Monday, 5 March 2012

Deficits in rule-governed behavior

The rush to medicalise new parts of the normal spectrum of human behaviour continues. Failure to defer to authority is now a treatable disorder:
Psychologist Russell Barkley, one of mainstream mental health’s leading authorities on ADHD, says that those afflicted with ADHD have deficits in what he calls “rule-governed behavior,” as they are less responsive to rules of established authorities and less sensitive to positive or negative consequences. ODD young people [i.e. those labelled with the sinister diagnosis of "oppositional defiant disorder"], according to mainstream mental health authorities, also have these so-called deficits in rule-governed behavior, and so it is extremely common for young people to have a “duel diagnosis” of AHDH and ODD...
In an earlier dark age, authoritarian monarchies partnered with authoritarian religious institutions. When the world exited from this dark age and entered the Enlightenment, there was a burst of energy. Much of this revitalization had to do with risking skepticism about authoritarian and corrupt institutions and regaining confidence in one’s own mind. We are now in another dark age, only the institutions have changed. Americans desperately need anti-authoritarians to question, challenge, and resist new illegitimate authorities and regain confidence in their own common sense.
From Why Anti-Authoritarians are Diagnosed as Mentally Ill by Bruce Levine (via).

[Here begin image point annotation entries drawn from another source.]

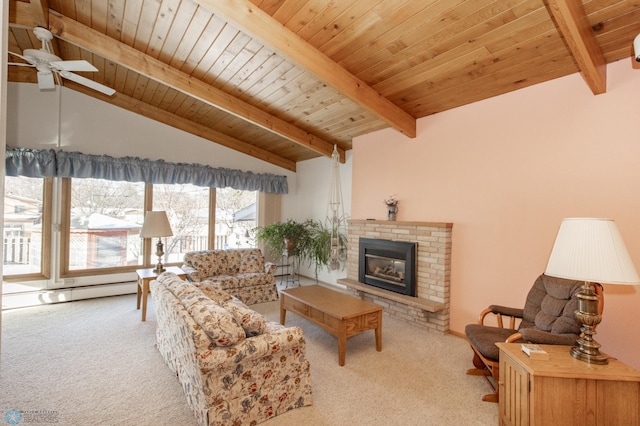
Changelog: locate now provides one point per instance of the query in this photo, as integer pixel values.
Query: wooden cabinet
(565, 391)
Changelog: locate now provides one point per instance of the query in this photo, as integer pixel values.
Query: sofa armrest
(270, 268)
(276, 340)
(192, 273)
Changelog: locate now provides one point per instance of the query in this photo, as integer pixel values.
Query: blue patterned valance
(49, 163)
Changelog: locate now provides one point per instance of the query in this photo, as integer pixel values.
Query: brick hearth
(430, 307)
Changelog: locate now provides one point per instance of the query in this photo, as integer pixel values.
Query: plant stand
(290, 268)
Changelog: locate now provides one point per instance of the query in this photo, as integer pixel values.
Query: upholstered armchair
(547, 318)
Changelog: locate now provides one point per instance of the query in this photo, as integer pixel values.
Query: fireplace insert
(387, 264)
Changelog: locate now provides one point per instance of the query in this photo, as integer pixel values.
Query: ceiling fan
(51, 67)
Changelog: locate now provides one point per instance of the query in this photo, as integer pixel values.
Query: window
(27, 225)
(103, 220)
(188, 211)
(235, 218)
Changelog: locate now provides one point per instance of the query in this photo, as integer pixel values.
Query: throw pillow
(207, 263)
(218, 323)
(252, 322)
(251, 263)
(213, 291)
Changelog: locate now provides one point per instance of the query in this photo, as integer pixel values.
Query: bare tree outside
(187, 208)
(235, 217)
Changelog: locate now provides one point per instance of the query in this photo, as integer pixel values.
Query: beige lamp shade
(156, 224)
(592, 250)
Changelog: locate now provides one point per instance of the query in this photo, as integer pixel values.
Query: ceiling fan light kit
(49, 65)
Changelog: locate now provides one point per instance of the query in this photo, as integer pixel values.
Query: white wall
(95, 127)
(91, 126)
(4, 40)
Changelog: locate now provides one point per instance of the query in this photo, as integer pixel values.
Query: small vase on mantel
(392, 207)
(391, 212)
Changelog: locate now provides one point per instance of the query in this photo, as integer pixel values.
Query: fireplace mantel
(430, 307)
(397, 223)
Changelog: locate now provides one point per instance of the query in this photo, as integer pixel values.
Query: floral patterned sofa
(235, 367)
(240, 272)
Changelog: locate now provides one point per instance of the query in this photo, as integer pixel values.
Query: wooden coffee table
(341, 315)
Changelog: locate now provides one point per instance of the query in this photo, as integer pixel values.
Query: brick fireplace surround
(430, 307)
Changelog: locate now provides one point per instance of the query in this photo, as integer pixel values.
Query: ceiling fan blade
(87, 82)
(79, 65)
(21, 57)
(20, 64)
(45, 80)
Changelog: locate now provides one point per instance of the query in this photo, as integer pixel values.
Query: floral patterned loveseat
(235, 367)
(240, 272)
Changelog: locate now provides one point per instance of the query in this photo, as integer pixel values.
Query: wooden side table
(145, 276)
(565, 391)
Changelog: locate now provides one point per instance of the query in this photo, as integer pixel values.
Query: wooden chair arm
(500, 312)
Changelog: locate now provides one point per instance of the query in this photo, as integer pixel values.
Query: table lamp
(156, 224)
(591, 251)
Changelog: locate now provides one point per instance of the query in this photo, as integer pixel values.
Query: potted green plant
(291, 236)
(327, 245)
(310, 241)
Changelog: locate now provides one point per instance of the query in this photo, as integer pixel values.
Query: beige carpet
(94, 362)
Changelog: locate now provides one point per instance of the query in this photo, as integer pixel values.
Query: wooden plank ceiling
(286, 80)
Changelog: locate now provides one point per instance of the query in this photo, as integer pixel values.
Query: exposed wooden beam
(138, 107)
(40, 12)
(112, 50)
(572, 22)
(251, 19)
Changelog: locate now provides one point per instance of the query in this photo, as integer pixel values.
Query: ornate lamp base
(587, 348)
(159, 252)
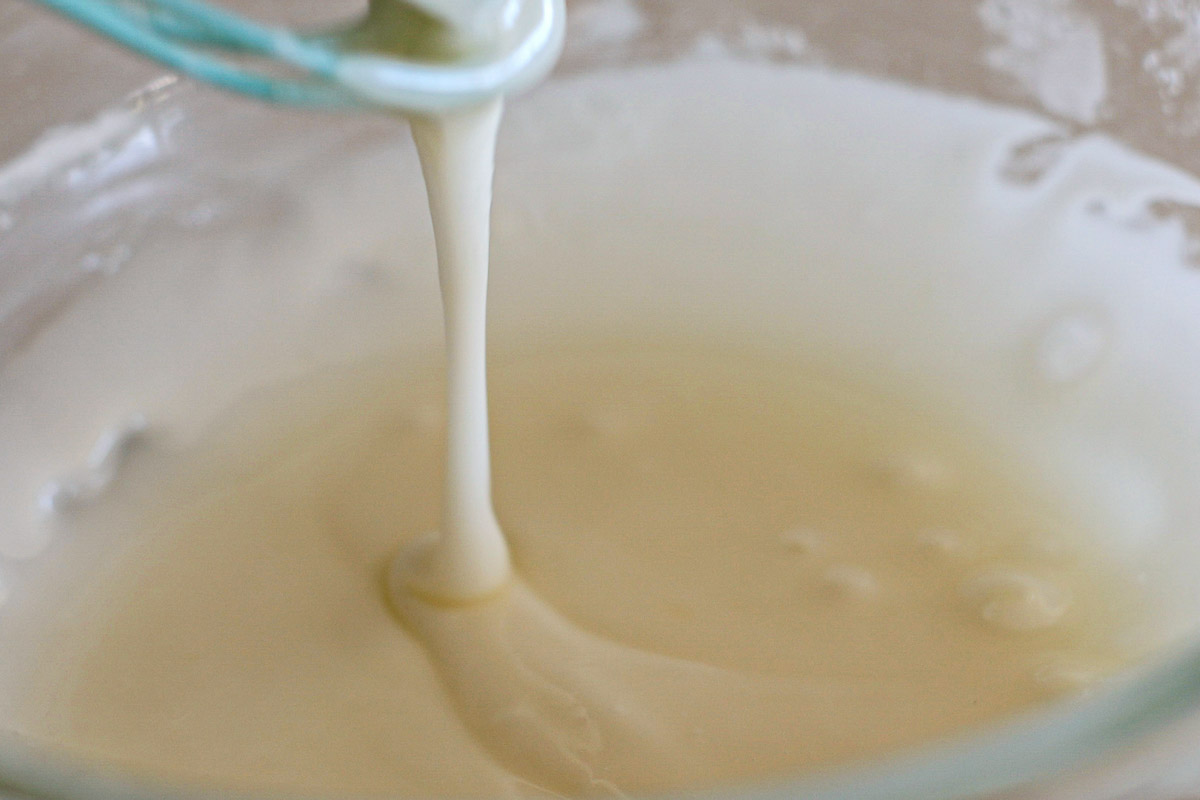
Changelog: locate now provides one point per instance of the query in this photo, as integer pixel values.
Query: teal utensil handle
(214, 46)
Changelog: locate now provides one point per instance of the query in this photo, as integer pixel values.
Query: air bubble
(1030, 161)
(849, 582)
(942, 542)
(1072, 348)
(1015, 600)
(1067, 675)
(803, 540)
(106, 263)
(917, 471)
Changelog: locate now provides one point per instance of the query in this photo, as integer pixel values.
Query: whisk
(411, 55)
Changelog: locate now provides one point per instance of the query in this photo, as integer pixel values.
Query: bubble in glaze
(942, 542)
(1071, 348)
(850, 582)
(803, 540)
(1065, 674)
(917, 471)
(1015, 600)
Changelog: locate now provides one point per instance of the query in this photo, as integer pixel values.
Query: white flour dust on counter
(765, 509)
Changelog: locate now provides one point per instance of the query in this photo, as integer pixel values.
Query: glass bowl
(111, 158)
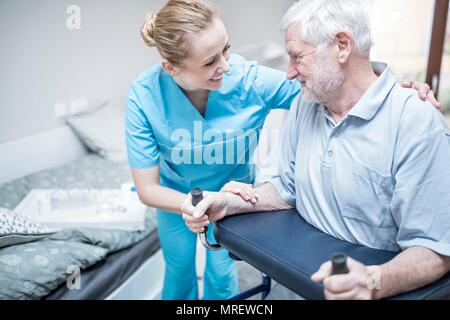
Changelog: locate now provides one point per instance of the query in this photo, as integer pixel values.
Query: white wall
(43, 63)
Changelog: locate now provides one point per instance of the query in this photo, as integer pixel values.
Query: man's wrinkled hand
(358, 284)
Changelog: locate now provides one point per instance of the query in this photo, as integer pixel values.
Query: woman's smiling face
(207, 61)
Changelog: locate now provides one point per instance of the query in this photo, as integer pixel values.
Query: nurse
(193, 121)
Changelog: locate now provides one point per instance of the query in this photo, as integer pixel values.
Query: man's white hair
(319, 21)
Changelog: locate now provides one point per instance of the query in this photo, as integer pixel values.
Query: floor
(249, 278)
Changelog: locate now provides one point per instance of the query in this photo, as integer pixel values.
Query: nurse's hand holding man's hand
(215, 205)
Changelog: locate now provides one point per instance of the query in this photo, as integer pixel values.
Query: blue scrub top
(164, 128)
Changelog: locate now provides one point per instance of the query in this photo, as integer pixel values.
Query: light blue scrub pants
(179, 249)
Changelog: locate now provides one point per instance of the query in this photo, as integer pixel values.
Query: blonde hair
(170, 28)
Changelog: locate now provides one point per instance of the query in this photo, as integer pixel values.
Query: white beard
(326, 79)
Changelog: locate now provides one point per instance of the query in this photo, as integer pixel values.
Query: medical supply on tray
(118, 209)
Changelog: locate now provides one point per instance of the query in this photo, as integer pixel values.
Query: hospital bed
(284, 247)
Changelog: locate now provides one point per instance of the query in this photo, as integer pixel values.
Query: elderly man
(362, 159)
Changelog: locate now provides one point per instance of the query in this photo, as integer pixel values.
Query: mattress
(100, 280)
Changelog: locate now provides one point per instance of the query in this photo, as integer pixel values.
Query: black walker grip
(339, 262)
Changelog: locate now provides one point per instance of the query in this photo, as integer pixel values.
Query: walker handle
(197, 196)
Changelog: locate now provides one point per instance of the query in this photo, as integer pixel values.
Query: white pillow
(103, 131)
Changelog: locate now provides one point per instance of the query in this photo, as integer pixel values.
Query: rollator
(284, 247)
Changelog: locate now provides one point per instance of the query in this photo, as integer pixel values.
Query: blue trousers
(179, 250)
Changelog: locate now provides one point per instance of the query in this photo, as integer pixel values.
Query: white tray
(112, 209)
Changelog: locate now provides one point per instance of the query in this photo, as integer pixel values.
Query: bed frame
(57, 147)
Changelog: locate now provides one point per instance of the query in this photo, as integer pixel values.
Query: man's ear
(344, 42)
(170, 68)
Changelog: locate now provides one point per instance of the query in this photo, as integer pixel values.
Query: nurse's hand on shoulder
(212, 208)
(244, 190)
(425, 92)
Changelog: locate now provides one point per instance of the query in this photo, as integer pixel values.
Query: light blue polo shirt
(380, 178)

Of course, kids need to defer to authority on occasion. Explanation and reasoned argument are better than 'because I say so', but when your five year old is about to inattentively run out into traffic, there's no time for reasoned argument - that can come later. Even in situations that aren't life threatening, there sometimes just isn't time to explain why it's necessary to be dressed in time to have breakfast and go to school, or why some piece of anti-social behaviour won't be tolerated.

Bad behaviour happens, and dealing with it is one of the challenges of parenthood. But it's also perfectly natural for children to be more interested in what they want to do than the boring stuff that parents want them to do. And, however inconvenient and annoying it might be for parents, it's also natural for children to try to assert their independence and push boundaries. As an adult you generally have experience, judgement and superior strength on your side, but this doesn't mean that you are infallible, or that a child who fails to obey your every command without question has a "disorder".

 The "disorder" label strikes me as lazy and actively harmful. Apply it to a child and it absolves parents of the need to think about the situation and to try out different strategies, or do some reality checks. Is this situation really serious enough to warrant time on the naughty step?  Is my failure to communicate to blame here? Am I the one being unreasonable? The respective answers may still be 'yes', 'no' and 'no', but the questions are still more valid than the automatic conclusion that it must be your child's fault on account of the kid's "disorder".

The dismissal of dissent as a form of mental disorder says more about the worrying normalisation of authoritarian ideology than it does about anything that might be going on in the minds of children. I'll believe in "oppositional defiant disorder" the day they start medicalising the sort of authority-friendly traits that help children to grow into servile, unquestioning, easily-managed servants of the powerful, such as an irritating over-enthusiasm for mindless group activities ("cheerleader disorder"), the unquestioning assumption that the most banal utterances of the rich and famous and every tedious detail of their lives must be of interest and importance to everybody else ("Hello! magazine disorder", or its middle-class equivalent "Sunday supplement disorder") and uncritical respect for authority ("toady syndrome").